Si l’on s’appuie sur les trois définitions que propose Paul Ricoeur, la trace aurait trait ou bien à l’objet matériel sur lequel se fonde le travail de l’historien, ou bien à l’empreinte mémorielle, que celle-ci soit envisagée comme trauma (affection produite par un événement marquant) ou comme simple souvenir, trace mnésique2. Ces trois valences se marient dans une même appréhension du passé dans le présent qui peut être celle de la reconstitution d’une affaire criminelle, d’un fait historique ou d’un événement individuel resté à l’état de vestige dans une mémoire indistincte.
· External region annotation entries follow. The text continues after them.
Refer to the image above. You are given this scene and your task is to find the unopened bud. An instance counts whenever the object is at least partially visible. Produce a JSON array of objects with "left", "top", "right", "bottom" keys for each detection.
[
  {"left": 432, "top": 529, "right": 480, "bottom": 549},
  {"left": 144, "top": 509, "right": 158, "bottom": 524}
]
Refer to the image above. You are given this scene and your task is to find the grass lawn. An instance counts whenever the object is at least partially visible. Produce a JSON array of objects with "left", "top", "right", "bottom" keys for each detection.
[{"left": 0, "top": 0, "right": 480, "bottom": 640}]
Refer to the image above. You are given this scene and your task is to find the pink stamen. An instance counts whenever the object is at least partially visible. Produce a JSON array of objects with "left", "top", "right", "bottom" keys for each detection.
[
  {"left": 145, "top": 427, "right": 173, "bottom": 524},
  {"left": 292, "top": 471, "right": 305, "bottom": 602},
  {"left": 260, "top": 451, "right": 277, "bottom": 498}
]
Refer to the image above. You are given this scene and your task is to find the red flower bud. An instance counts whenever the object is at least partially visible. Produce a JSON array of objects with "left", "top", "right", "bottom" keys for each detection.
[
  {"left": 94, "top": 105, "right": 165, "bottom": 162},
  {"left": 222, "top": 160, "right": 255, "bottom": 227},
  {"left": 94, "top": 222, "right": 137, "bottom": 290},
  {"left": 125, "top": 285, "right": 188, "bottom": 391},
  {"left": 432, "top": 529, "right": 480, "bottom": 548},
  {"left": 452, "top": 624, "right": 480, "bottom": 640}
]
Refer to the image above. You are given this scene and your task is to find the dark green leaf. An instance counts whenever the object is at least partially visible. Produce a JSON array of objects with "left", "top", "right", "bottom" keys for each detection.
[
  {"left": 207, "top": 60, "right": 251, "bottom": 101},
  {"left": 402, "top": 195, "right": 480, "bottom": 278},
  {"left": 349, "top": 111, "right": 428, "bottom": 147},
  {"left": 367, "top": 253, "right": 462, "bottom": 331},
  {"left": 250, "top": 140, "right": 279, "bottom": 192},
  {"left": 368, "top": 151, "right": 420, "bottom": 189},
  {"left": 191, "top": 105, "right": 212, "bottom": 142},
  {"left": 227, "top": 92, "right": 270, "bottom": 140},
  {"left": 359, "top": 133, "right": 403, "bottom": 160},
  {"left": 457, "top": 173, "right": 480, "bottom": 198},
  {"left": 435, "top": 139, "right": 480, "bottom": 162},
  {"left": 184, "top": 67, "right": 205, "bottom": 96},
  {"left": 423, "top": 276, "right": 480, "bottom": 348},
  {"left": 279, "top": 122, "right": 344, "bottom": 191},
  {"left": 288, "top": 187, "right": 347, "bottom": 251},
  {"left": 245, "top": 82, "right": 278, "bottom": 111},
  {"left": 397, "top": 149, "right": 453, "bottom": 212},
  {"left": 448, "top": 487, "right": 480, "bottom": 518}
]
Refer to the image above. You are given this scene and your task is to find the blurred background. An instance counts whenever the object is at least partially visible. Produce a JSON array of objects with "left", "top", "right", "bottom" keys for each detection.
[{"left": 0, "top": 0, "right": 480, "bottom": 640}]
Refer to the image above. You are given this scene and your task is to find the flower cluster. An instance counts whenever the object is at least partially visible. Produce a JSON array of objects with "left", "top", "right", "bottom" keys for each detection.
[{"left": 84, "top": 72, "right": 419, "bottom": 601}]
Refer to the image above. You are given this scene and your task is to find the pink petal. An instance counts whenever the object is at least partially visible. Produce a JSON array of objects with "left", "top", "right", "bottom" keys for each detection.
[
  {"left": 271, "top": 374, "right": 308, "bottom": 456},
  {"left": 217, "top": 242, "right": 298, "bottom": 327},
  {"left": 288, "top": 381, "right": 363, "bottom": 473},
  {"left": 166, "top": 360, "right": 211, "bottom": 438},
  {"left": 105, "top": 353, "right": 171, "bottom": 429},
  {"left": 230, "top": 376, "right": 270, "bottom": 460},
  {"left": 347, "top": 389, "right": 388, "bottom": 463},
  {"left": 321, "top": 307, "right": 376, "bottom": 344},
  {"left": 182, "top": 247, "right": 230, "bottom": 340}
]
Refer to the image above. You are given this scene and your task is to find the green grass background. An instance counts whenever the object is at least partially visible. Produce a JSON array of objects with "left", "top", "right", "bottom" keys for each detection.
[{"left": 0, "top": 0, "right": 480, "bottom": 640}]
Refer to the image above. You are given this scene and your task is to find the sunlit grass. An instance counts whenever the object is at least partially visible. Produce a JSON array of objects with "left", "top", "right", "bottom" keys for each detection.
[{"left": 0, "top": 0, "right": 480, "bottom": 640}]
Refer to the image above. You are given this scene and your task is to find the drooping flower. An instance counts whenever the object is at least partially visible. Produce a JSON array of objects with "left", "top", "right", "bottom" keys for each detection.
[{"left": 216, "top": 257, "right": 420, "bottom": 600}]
Il est ainsi intéressant de faire jouer entre eux les modèles épistémologiques du roman policier, de l’historiographie et de la psychanalyse, comme le fait Carlo Ginzburg qui regroupe ces trois modalités de la quête sous la notion de « paradigme indiciaire » (Ginzburg, (1986) 1989). Cependant, dans notre perspective, les codes génériques du roman policier seront adoptés pour mieux être mis à distance : l’ordonnancement logique – qui va de pair avec un ordre social – est détourné par les œuvres de notre corpus qui ne proposent pas de réelle clôture à une enquête qui hante l’esprit du lecteur bien après qu’il a refermé le livre. La quête est davantage organisée selon le modèle psychique de la mémoire, en tant que celle-ci, d’un point de vue individuel et collectif, présente des écrans et des déplacements, des traces indéchiffrables et des retours inopinés d’événements marquants. Les personnages des récits de notre corpus, assaillis par leurs propres souvenirs, se font historiens d’un réel qui se désagrège et qui est le lieu révélateur des faux oublis et de possibles résurgences.